If you have any concerns, please feel free to contact us, so we can further improve the quality of the paper and contribute to the community! Thank you for your valuable insights and selfless efforts!
Best regards,
The Authors
Dear reviewer, as the discussion period is approaching ending, we would be appreciated if you can post feedback at this point especially where Authors ask for such discussions. For your comments that arrive late - Authors may have insufficient time now to address them in depth.
Dear AC and Reviewer BMUt,
We are truly grateful for Reviewer BMUt's willingness, during the Reviewer–AC round, to devote time to carefully discuss and analyze the value and significance of the CSP loss in our paper. We sincerely appreciate the hard work of AC and Reviewer; your rigorous academic ethos has deeply impressed and inspired us.
To prevent you from missing key information raised by other reviewers in CSP loss discussions during Reviewer-AC rounds, we would like to draw your attention to the responses to discussions with BMUt (Q5), eTaq (Q2), and GPtN (Q1), as well as the three discussion sections with reviewer GPtN, titled “Discussion on the Innovation of the Paper 1/2/3.” Through these responses and discussions, we recognize that CSP loss has tremendous potential value in this special multi-class multi-sample task, while the previous description of its innovations may not have been sufficiently clear and thorough.
Best Regards,
The Authors.
Dear Reviewer BMUt,
We greatly appreciate your willingness to carefully read all the responses from all reviewers. Thank you for your effort and for recognizing the value of our work.

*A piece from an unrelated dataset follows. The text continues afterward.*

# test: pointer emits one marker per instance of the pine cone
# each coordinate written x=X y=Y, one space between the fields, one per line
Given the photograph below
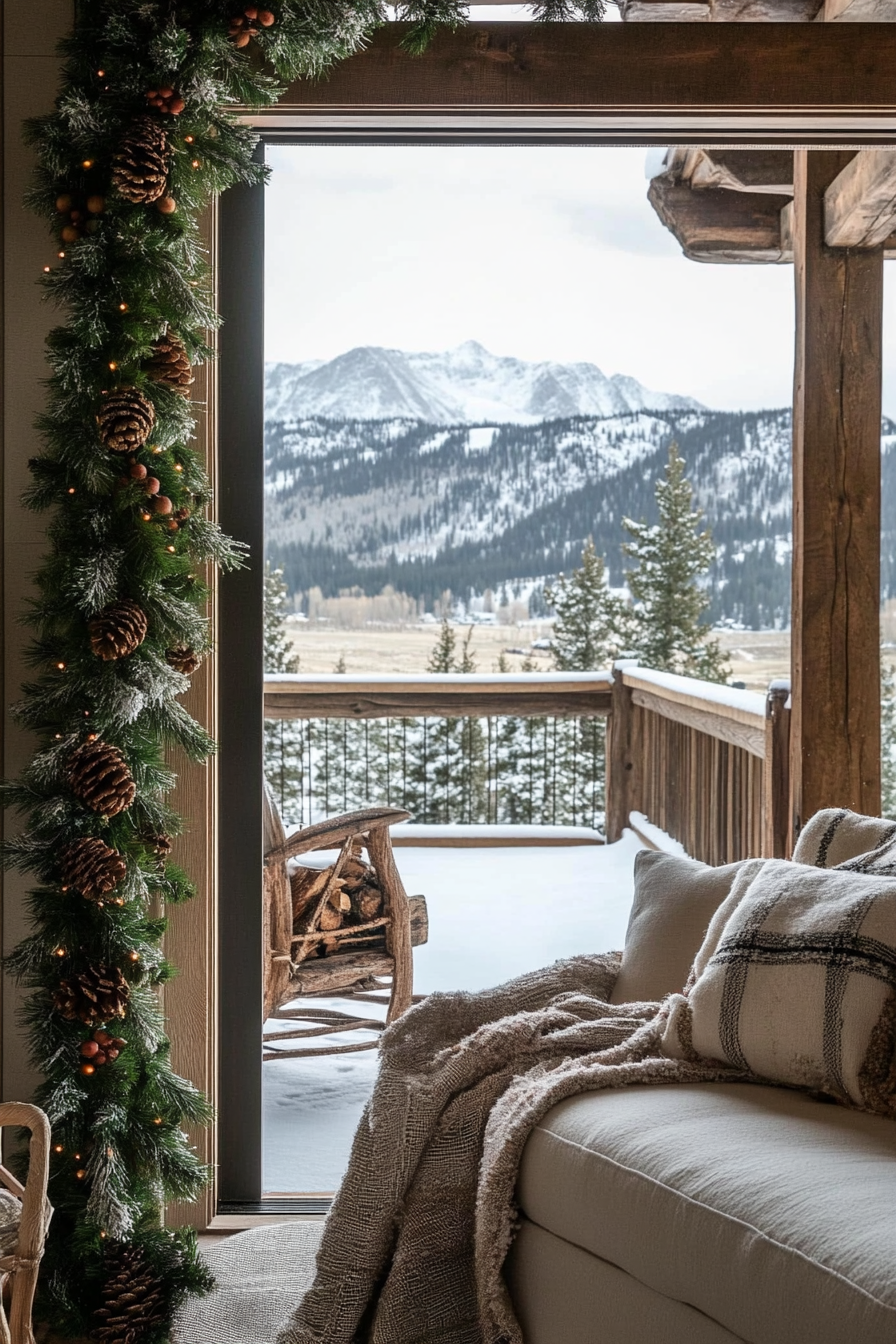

Due to time constraints, we can only briefly summarize the strengths and innovations of our CSP loss here:
Our CSP loss, through the intra-class gradient truncation and inter-class adaptive repulsion mechanisms, ensures that intra-class content queries do not become homogenized, thus preserving the necessary feature diversity within the class. At the same time, it ensures that inter-class content queries align with the feature distribution of the class prototypes, learning discriminative identifying features for similar categories.
Through extensive theoretical analysis and experimental validation, we have demonstrated that CSP loss effectively aids the CSPCL mechanism in clarifying the class semantic information of queries in Deformable DETR-based models for the task of object detection in X-ray images. It improves the model's ability to extract and perceive anti-overlapping object features.
Best Regards,
The Authors.
Reviewers confirmed the novelty, thorough experiments and writing of this paper. After rebuttal and discussion, most of the concerns raised by reviewers are resolved the authors and all the ratings are positive. I thereby recommend to accept this submission.